This study aims to form BC composites with fish collagen by the ex situ method, and then to cross-link them with TGase. Two different TGase preparations were used to improve mechanical and water-vapor barrier properties of the materials obtained: One recommended for the meat and the other proposed for the fish industry. According to our knowledge, the effectiveness of cross-linking of two-component composites using various enzymatic preparations has not been compared yet. To study the effectiveness of the enzymatic cross-linking, chemical cross-linking was also performed using sodium periodate to oxidize the BC membrane [12]. It is well-known that the aldehyde groups, formed in the polysaccharide chains (in this case BC) during its oxidation, reacting with amino groups, found in the protein chains (in this case collagen), form a Schiff base.
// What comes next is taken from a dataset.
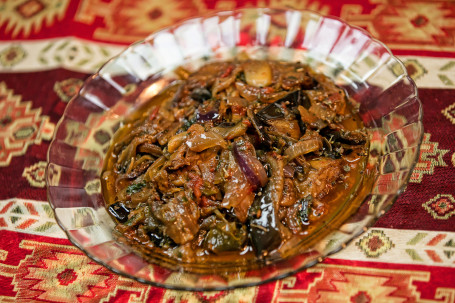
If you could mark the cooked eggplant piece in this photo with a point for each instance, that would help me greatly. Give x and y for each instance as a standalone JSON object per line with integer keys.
{"x": 264, "y": 225}
{"x": 233, "y": 161}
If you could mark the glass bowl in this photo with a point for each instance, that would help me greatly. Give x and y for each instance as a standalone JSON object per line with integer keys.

The covalent bonds formed in this base increase the strength of interaction between the composite components, when compared with the strength of the mainly electrostatic interactions that mostly occur between polysaccharides and proteins [6,12,20,21]. Finally, the changes in the BC structure that occurred due to the modifications applied were evaluated, and the effect of these changes on the mechanical and water barrier properties was examined. Thus, the presented results show the structure–property relationship of composites of bacterial cellulose and fish collagen after their enzymatic versus chemical cross-linking.

2. Results and Discussion

2.1. Composites Preparation

BC/fish collagen (BC/Col) composites were prepared by immersing wet BC membranes in the Col solution. To enhance the interaction between polymers and to eliminate the problem of protein desorption from the polysaccharide matrix, the composites were cross-linked with TGase. Two preparations were used for this purpose, one recommended for the meat industry (TGWM) and the other for the fish industry (TGGS), and their cross-linking efficiency was compared. The enzymatic reaction was running when the BC/Col composites were immersed in the TGWM or TGGS solution and shaken for 15 or 120 min. To obtain composites of oxidized BC (oxBC) with Col (oxBC/Col), the same procedure was used as that for the preparation of BC/Col, but the BC was pre-modified with sodium periodate oxidation according to the method described by Cheng et al. [12]. All resulting materials were covered with linen fabric to prevent their deformation and allowed to dry at room temperature. The average thickness of these materials ranged from 0.030 to 0.060 mm. To determine the effectiveness of the modification with Col, the protein content in the composites was determined by the Kjeldahl method (PN-75/A-04018) using a nitrogen-protein conversion factor of 6.77.
The total protein content in the BC/Col and oxBC/Col dried to constant weight was 12.81 ± 0.06% and 9.32 ± 0.04%, respectively. These values clearly prove the effectiveness of the modification of both BC and oxBC with Col by the ex situ method, although Cheng et al. [12] reported the ineffectiveness of this method in the case of BC. According to those authors, oxidation of the cellulose with NaIO4 allows the protein to be incorporated into the BC matrix with increased efficiency, due to the covalent bonds between the aldehyde groups of oxBC and the amine groups of the Col that are formed in the Schiff reaction. The results obtained do not fully support this statement, as the oxBC/Col composites contained about 20% less protein than the BC/Col. It seems that due to the BC oxidation, not only aldehyde groups are formed, but carboxyl groups as well, which with amino groups of protein form dissociating salts in an aqueous medium.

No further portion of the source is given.